The biggest crowd ever to watch a baseball game at Virginia Tech acted like, well, a bunch of folks watching a baseball game.

They laughed. They chanted. They danced a little to the music between innings. They were 20-deep at the undermanned hot dog stand. And that’s why, four days after 32 people were shot and killed by a gunman on this campus, school officials decided to play the game – the first sporting event here since the tragedy. “I’ve seen people that have been crying all week smiling tonight for the first time,” said Bill Roth, the radio voice of Hokies athletics for 20 years. “What more is there to say? This is a good thing.”

The game between Tech and conference rival Miami began beneath a blue, nearly cloudless sky.

Before the game, the visiting Hurricanes handed over a check for $10,000 to go toward a fund for victims’ families.

A 32-second moment of silence was observed, followed by a loudspeaker rendition of the now-famous “We are Virginia Tech” speech made Tuesday by resident poet Nikki Giovanni. Players wore one black sock, wrote “4-16-07” on their hats and wore uniform patches that said “VT REMEMBERS.”
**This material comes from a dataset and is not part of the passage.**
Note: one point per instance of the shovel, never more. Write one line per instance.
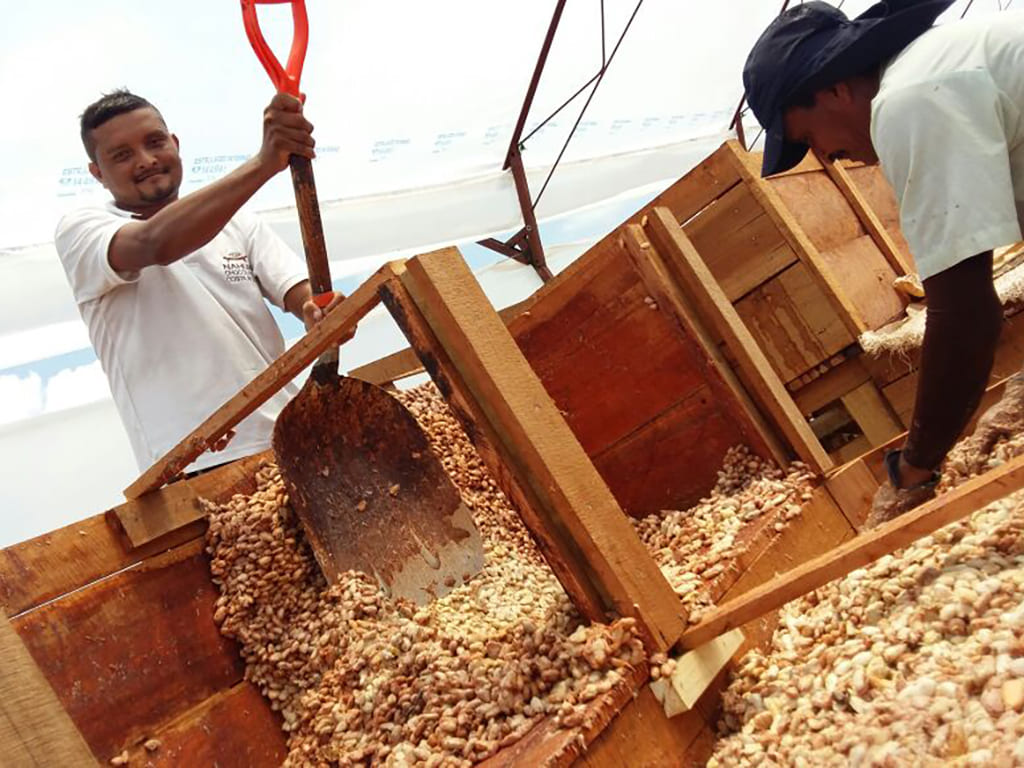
(368, 489)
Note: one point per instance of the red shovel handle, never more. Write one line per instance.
(286, 79)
Beyond that, though, it was just another night at the ballpark – for which many mourners were thankful. “It’s such a festive atmosphere, it’s nice,” said Julie Yonce, who drove from Richmond with her husband for the game. “The only thing that’s going to get everybody back is doing these sorts of things: normal, secondary, distracting things. This is the first time all week I haven’t cried. And that’s a relief.” Julie and Charlie Yonce both graduated from Tech, as did their oldest son.
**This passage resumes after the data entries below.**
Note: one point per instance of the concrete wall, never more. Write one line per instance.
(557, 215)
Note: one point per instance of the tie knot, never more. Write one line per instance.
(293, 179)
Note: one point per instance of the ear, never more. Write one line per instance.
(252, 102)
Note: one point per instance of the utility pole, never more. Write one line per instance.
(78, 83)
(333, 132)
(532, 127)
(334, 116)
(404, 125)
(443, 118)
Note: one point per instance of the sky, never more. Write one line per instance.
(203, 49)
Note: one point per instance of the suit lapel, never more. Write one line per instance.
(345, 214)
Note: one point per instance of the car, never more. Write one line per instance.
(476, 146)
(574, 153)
Their daughter Stephanie is a senior here. “This hit us hard,” Charlie said. “I just had to be here. We needed this.”

It didn’t matter that the Hokies lost, 11-9. There was plenty of action to block Monday out – if only for three hours. When the team tied the game 1-1 in the bottom of the second inning, a roar of “Let’s go, Hokies!” rolled through the fans who packed the stands and those who spilled over onto the grassy hill down the left-field line.

The shouting swelled again in the eighth inning, when a bases-loaded double pulled Tech within striking distance. “There aren’t textbooks to tell you what to do … You just try to do what you think is right,” athletic director Jim Weaver said. “When I look at the fans … to see all the people and to have the beautiful night, it seems right.”

And it almost came with a Hollywood ending. With a runner on base and two outs in the bottom of the ninth inning, Warren Schaeffer hit what looked like a game-tying home run that electrified the stands.

Miami’s left fielder leaped at the wall and pulled the near-heroic hit back into his glove.

“It was unfair. That’s exactly what that was,” Schaeffer said. But then he broke into a smile. “That was secondary, man. Even on an emotional ending like that, it doesn’t even compare to the importance of this day.”

The impact became clear during the seventh-inning stretch, in one of the game’s few sobering moments. A song, written by the brother of Hokies center fielder Nate Parks this week, poured over the people:

We wonder where the future lies, As we look up to Heaven with hope in our eyes.

Where do we go from here?

God send your mercy this way, We’re all Hokies today.

“He did beautifully. Music, that’s his escape from all this,” Nate said of his brother Kurtis, a 2003 Tech grad. “Mine is here on the baseball field. We’re all trying to get back to something normal. “We had a little time to heal, and even though the scab is still there, it was therapeutic to get out here again.”